Ya de esto se había hablado en los orígenes mismos de la cibernética, en
los escritos teóricos de su fundador[5]. Es curioso, la operación ideológica, por llamarla de alguna manera, ha hecho que la cibernética que ocupa innumerables lugares en nuestro vocabulario, no sea recordada como el comienzo o por lo menos como un participante estricto de muchas de las teorías de la pancomunicación, teorías que luego se llamaron deconstruccionismo o positivismo. Nuestra posición es exactamente distinta. Si las palabras son una pura relación de significantes, no hay profundidad. Creo, pero por supuesto comparto con esto la opinión de muchos otros pensadores, entre ellos George Steiner, que el desafío de la crisis actual es la posibilidad, en oposición a la utopía comunicacional, del empleo de la palabra, no como un espejo, sino como una ventana; no como el reflejo sobre una superficie de aquello que se proyecta arbitrariamente en ella, sino como una abertura sobre otra cosa. Esta posibilidad, dice el autor, amenaza tanto al nihilismo mandarín de los deconstructores, como el analfabetismo desdeñoso, a veces brutal, del capitalismo tardío.
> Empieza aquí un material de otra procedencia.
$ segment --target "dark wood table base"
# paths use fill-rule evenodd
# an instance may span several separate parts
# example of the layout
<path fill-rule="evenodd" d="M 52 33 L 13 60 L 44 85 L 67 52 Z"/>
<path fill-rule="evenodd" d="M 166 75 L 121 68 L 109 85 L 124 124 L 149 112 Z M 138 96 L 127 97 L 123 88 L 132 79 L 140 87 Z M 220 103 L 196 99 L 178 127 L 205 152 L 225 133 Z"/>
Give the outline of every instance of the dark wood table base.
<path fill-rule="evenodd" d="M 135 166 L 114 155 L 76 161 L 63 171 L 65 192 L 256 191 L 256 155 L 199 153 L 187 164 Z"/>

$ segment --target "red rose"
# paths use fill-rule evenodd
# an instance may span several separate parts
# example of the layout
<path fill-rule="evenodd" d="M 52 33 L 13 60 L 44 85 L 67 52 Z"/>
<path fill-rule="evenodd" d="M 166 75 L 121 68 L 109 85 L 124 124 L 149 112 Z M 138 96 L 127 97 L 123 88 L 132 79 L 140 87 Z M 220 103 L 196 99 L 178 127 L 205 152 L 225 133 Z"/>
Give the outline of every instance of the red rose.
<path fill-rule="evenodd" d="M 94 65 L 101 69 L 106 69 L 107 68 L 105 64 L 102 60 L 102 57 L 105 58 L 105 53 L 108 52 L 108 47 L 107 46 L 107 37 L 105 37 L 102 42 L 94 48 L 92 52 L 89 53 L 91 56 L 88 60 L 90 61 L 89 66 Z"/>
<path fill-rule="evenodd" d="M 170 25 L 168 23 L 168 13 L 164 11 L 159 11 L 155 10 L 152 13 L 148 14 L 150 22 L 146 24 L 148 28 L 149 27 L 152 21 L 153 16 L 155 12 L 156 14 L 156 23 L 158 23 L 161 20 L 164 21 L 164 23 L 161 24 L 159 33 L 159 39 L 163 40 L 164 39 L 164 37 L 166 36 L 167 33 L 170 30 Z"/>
Las palabras remiten a presencias reales. Cuando Baudelaire, cita luego Steiner, usa términos como ‘exilio’, ‘revelación’, ‘inmortalidad’, para mencionar la poesía, remite imperativamente a la pregunta por Dios. Llamamos así, llamamos Dios, explica Steiner, a la trascendencia de un sentido en el cual legitimar nuestra facultad de comprensión, interrogante sobre la real presencia. Hay algo en lo que decimos, sin lo cual el poema es sólo un juego trivial y la muerte sólo una contingencia estadística.[6]
El misterio es inenunciable e invisible. No está sujeto a variables
discursivas. Tal vez sea lo único absoluto, lo único fundante. Por eso mismo no admite discursividades, y los hombres no hacen más que acudir a él, al misterio, cualquiera sea la forma en que se nos aparece: el amor, la piedad, la poesía, Dios, que reúne todas las preguntas. El misterio que aparece cotidianamente y que da sentido a que los seres humanos seamos lo que somos, ese misterio, que es la antítesis de la superficialidad de la utopía comunicacional, es el misterio de que las cosas existan y de que podamos asombrarnos de sus existencia.